Turbo

(For a concise introduction to GPU programming, you can check out my tutorial and go through the slides; it is especially useful to know the CUDA vocabulary).

30 August 2023. Turbo is a constraint solver running entirely on the GPU with an architecture based on abstract domains. Intuitively, due to their complex architecture and dynamic data structures, constraint solvers seem to be a poor match for GPUs. Moreover, over the years, new solving techniques have been primarily developed within a sequential mindset, without consideration for parallel execution. The most successful approach to parallel constraint solving is embarrassingly parallel search (EPS) where the problem is decomposed into many subproblems that are solved independently on different cores. Although GPUs have thousands of cores, it is not reasonable to execute one subproblem per core. The primary reason is that a single core does not have its own cache. Cores are actually grouped in streaming multiprocessors (SMs), and all cores in one SM share the same cache (called L1 cache). The L1 cache is only 256KB on the most recent NVIDIA Hopper GPUs (which I don't have). A quick calculation shows why one subproblem per core is not a viable option. Suppose the domain of a variable is represented by an interval (the lightest you can do, it is more often represented by a set of intervals), hence 8 bytes, a store of 1000 variables takes 8KB of memory. Suppose an SM has 64 (integer) cores, then we need 64*8 = 512KB of cache to fit all the stores at once. We should also store the propagators, and although the stateless propagators can be shared among subproblems, it easily takes up dozens of KB; memory that will not be available for the stores. The threads will end up competing for the caches, and it will generate many memory transfers among the global memory, L2 cache and L1 cache. Memory transfers are usually the most costly operation, hence you try to avoid (or hide) them in a GPU; loading data from the global memory is about 10x slower than from the L1 cache. I am not saying it is impossible to do efficiently, but it seems quite complicated, especially when taking into account warps that are SIMD units of the GPUs (blocks of 32 threads), and thus must all have their data ready in the cache at the same time when executing. This is a hypothesis based on intuition and discussion with GPU experts, but it has not been verified experimentally.

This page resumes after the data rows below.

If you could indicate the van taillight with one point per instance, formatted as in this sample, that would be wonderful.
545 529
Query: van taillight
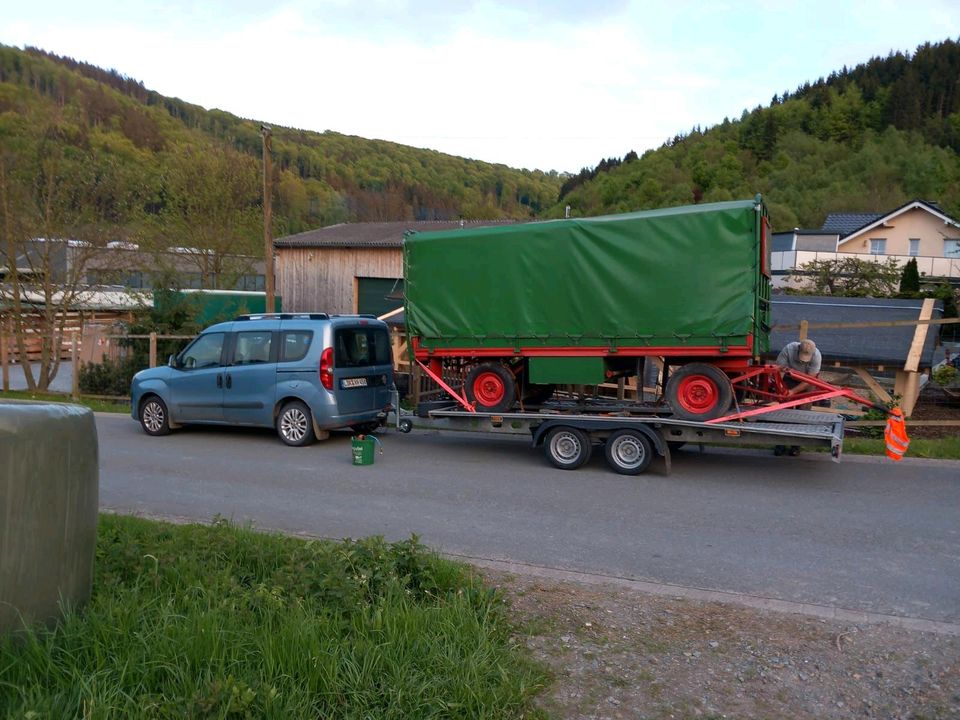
326 368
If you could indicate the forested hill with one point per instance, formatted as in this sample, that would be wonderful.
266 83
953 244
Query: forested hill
864 139
320 178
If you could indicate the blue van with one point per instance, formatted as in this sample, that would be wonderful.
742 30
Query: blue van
303 374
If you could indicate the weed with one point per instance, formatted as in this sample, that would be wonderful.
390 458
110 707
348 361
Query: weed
220 621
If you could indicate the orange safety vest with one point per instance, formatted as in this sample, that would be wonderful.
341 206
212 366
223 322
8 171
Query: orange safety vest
895 435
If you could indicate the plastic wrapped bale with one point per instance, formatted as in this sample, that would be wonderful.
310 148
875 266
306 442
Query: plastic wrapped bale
49 486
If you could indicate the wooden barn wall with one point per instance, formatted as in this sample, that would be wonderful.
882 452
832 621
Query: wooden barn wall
324 279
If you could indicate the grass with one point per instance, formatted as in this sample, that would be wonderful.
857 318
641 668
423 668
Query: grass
223 622
947 448
95 404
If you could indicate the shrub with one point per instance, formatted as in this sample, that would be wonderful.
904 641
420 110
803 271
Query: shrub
945 375
109 377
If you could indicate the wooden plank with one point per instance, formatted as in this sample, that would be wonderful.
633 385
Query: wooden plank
919 337
910 424
4 365
907 386
874 386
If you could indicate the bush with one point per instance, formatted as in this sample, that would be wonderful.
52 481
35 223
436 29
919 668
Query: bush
945 375
109 377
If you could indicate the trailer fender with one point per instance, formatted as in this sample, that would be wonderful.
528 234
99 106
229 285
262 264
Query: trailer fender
656 439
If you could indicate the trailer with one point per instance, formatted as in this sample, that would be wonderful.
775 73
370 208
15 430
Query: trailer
631 436
514 311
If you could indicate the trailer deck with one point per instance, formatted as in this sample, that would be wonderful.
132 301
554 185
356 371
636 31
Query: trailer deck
631 435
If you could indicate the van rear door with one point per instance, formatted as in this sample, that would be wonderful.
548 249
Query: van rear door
363 368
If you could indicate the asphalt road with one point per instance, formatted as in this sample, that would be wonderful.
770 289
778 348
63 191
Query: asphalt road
865 534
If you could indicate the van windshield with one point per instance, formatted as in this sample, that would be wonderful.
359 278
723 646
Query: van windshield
361 347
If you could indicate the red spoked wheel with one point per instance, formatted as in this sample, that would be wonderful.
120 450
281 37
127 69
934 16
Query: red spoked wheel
491 387
699 392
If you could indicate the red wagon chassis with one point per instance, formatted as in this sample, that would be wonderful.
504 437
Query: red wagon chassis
757 389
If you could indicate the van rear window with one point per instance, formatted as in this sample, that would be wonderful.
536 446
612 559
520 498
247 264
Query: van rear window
294 344
361 347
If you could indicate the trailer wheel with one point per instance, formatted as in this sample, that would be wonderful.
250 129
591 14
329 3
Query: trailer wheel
567 448
491 387
699 392
628 452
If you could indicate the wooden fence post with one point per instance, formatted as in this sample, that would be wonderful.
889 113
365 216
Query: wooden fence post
74 358
3 355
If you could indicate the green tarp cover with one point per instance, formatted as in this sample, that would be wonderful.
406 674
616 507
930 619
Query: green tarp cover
674 277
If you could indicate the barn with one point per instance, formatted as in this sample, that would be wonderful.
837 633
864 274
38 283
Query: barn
350 268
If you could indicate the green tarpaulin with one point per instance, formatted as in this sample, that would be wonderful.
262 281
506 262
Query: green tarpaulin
686 276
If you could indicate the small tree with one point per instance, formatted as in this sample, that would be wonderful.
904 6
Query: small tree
58 205
848 277
910 279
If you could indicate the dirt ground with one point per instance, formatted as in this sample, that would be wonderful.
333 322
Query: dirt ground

Instead of relying on a "one subproblem per core" design that is so commonly used in parallel constraint solvers, we can execute one subproblem per SM. And parallelism within an SM is achieved by parallelizing propagation! It is worth mentioning that no attempt to parallelize propagation resulted in a faster solver in comparison to simply parallelizing the search. In fact, no modern solver parallelizes propagation. Because most solvers are designed for CPU, it seems that adapting an existing solver to work on GPU is doomed to fail. The design rationale of Turbo is to aim first at a simple but correct parallel design.

I write this technical journal to document my attempts to obtain an efficient GPU-based constraint solver named Turbo. Moreover, because I like my life to be (too) complicated, Turbo is also based on abstract interpretation and implements so-called abstract domains which are mathematical generalizations of the representation of constraints. Let's embark on this journey!